This script allows users of Google Search Console (GSC) to extract all the different reports from the Index Coverage report section of the platform and the Sitemap Coverage report section. I wrote a blog post about why I built this script.
The script uses the ECMAScript modules import/export syntax so double check that you are above version 20 to run the script.
# Check Node version
node -v
After downloading/cloning the repo, install the necessary modules to run the script.
npm install
After that you can run the script with npm start command from your terminal.
npm start
You will get a prompt message in your terminal asking for your Google Account email address and your password. This is to login automatically through the headless browser.
If you have 2-step Verification enabled it will prompt a warning message and wait for 30 seconds to give the user time to verify access through one of your devices.
Once verified and logged in, the script will extract all the list of GSC properties present in your account. At this point you will have to choose which properties you would like to extract data from.
Select one or multiple properties using the spacebar. Move up and down using the arrow keys.
When this is done, your will see the processing messages in your terminal while the script runs.
The script will create a "index-results_${date}.xlsx" Excel file. The file will contain 1 summary tab with the number of Indexed URLs per property when you choose more than 1 property and up to 4 tabs per property including:
- A summary of the index coverage extraction of the property.
- The individual URLs extracted from the Coverage section.
- A summary of the index coverage extraction from the Sitemap section.
- The individual URLs extracted from the Sitemap section.
The "sitename_COV" tab and the "coverage.csv" file will contain all the URLs that have been extracted from each individual coverage report. If you have requested a domain property the tab in Excel and the CSV will be precded by DOM.
The "sitename_SUM" tab and the "summary.csv" file will contain the amount of urls per report that have been extracted, the total number that GSC reports in the user interface (either the same or higher) and an "extraction ratio" which is a division between the URLs extracted and the total number of URLs reported by GSC.
This is useful because GSC has an export limit of 1000 rows per report. Hence, the "extraction ratio" may be small compared to the total amount of total URLs within a specific report.
The "sitename_MAPS" tab and the "sitemap.csv" file will contain all the URLs that have been extracted from each individual sitemap coverage report.
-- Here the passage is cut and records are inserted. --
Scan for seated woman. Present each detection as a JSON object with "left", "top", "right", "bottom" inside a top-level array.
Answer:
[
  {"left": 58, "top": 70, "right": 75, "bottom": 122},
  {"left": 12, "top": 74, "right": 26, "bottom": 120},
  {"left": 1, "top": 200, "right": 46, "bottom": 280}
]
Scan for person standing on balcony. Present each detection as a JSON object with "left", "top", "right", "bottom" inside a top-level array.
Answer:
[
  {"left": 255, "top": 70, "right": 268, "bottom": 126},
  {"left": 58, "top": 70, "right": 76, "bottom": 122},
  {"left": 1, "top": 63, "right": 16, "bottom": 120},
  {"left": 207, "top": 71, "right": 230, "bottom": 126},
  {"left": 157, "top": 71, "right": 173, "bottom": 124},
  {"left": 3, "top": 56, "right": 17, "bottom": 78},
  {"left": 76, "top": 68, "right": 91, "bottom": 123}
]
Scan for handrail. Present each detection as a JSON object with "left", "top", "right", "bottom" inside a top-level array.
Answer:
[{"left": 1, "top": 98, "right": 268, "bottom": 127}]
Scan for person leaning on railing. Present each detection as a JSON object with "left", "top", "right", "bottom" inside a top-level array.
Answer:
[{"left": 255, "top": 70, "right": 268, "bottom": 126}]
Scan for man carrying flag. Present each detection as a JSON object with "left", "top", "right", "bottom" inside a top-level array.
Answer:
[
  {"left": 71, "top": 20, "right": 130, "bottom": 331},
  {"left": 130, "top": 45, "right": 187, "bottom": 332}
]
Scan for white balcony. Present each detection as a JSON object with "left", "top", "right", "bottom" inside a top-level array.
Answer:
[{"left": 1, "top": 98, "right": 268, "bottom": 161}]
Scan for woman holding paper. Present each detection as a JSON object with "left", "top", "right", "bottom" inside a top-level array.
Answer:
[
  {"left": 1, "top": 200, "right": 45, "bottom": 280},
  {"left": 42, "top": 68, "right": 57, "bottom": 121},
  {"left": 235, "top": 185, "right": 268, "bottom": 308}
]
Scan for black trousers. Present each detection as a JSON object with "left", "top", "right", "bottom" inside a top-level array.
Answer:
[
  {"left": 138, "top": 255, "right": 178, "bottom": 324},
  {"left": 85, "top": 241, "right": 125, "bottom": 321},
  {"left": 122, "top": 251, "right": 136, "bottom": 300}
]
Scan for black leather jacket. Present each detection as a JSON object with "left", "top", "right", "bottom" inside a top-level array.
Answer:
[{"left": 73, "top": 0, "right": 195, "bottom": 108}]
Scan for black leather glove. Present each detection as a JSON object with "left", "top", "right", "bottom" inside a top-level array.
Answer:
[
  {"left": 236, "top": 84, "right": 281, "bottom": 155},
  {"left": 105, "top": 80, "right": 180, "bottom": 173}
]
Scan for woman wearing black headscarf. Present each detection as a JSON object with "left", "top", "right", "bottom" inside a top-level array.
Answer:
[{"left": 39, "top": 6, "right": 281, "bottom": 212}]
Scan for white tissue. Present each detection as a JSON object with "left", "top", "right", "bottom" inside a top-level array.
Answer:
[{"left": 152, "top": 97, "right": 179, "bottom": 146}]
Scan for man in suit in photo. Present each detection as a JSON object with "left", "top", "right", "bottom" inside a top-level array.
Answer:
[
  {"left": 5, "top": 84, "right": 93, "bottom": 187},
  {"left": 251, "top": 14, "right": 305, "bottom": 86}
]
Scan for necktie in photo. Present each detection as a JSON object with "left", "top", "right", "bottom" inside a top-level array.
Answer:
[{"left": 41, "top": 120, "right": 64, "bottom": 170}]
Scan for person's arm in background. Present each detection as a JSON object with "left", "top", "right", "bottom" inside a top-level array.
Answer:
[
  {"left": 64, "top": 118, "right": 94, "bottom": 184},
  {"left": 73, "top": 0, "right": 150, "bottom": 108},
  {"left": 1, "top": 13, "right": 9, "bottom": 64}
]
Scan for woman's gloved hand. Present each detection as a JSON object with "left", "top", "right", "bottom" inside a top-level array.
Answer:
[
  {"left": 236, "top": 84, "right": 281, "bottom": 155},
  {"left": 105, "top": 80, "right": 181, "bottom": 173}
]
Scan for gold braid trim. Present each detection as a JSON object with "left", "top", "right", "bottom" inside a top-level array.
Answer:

The "sitename_SUM_MAPS" tab and the "sum-sitemap.csv" file will contain a summary of the top-level coverage numbers per sitemap reported by GSC.
You can choose to fill in the credentials.js
file with your email and password to avoid adding them in the terminal during the running of the script.
Verified GSC properties can be added in the credentials.js
file. You can add them as a single string for only 1 property OR as an array for multiple properties.
Remember that if you want to extract data from a Domain Property you should add sc-domain:
in front of the domain (sc-domain:yourdomain.com).
// Single property
const site = 'https://yoursite.com/';
// OR Multiple properties
const site = ['https://yoursite.com/', 'sc-domain:yourdomain.com'];
After your first login using the tool a cookies.json
file will be created to avoid the log in process multiple times. If you use multiple accounts remember to delete this file.
In some cases you might want to see how the browser automation is happenning in real-time. For that, you can change the headless
variable.
// Change to false to see the automation
const headless = false;
Since each GSC property can contain many sitemaps and this can take more time, you can choose wether you would like to extract sitemap coverage data or not.
// Change to false to prevent the script from extracting sitemap coverage data
const sitemapExtract = false;
The script extracts the "Latest updated" dates that GSC provides. Hence the date can be in two different formats: American date (mm/dd/yyyy) and European date (dd/mm/yyyy). Therefore there is an option to set which date format you would like the script to output the dates:
The default setting assumes your property shows the dates in European date format (dd/mm/yyyy). If your GSC property shows the dates in American date format then you would need to change americanDate = true
. Also if your property is in American date format but you'd like to change it to European date format you can do that by changing americanDateChange = true
.
A big difference in this version is that it will only extract the reports that are available instead of looping through all the coverage reports GSC offers (old report-types.js
). This minimises the amount of requests to Google Search Console tot he absolute minimum required.
- All Indexed URLs
- Indexed, though blocked by robots.txt
- Page indexed without content
- Excluded by ‘noindex’ tag
- Blocked by page removal tool
- Blocked by robots.txt
- Blocked due to unauthorized request (401)
- Crawled - currently not indexed
- Discovered - currently not indexed
- Alternate page with proper canonical tag
- Duplicate without user-selected canonical
- Duplicate, Google chose different canonical than user
- Not found (404)
- Page with redirect
- Soft 404
- Duplicate, submitted URL not selected as canonical
- Blocked due to access forbidden (403)
- Blocked due to other 4xx issue
- Server error (5xx)
- Redirect error
- Submitted URL blocked by robots.txt
- Submitted URL marked ‘noindex’
- Submitted URL seems to be a Soft 404
- Submitted URL has crawl issue
- Submitted URL not found (404)
- Submitted URL returned 403
- Submitted URL returns unauthorized request (401)
- Submitted URL blocked due to other 4xx issue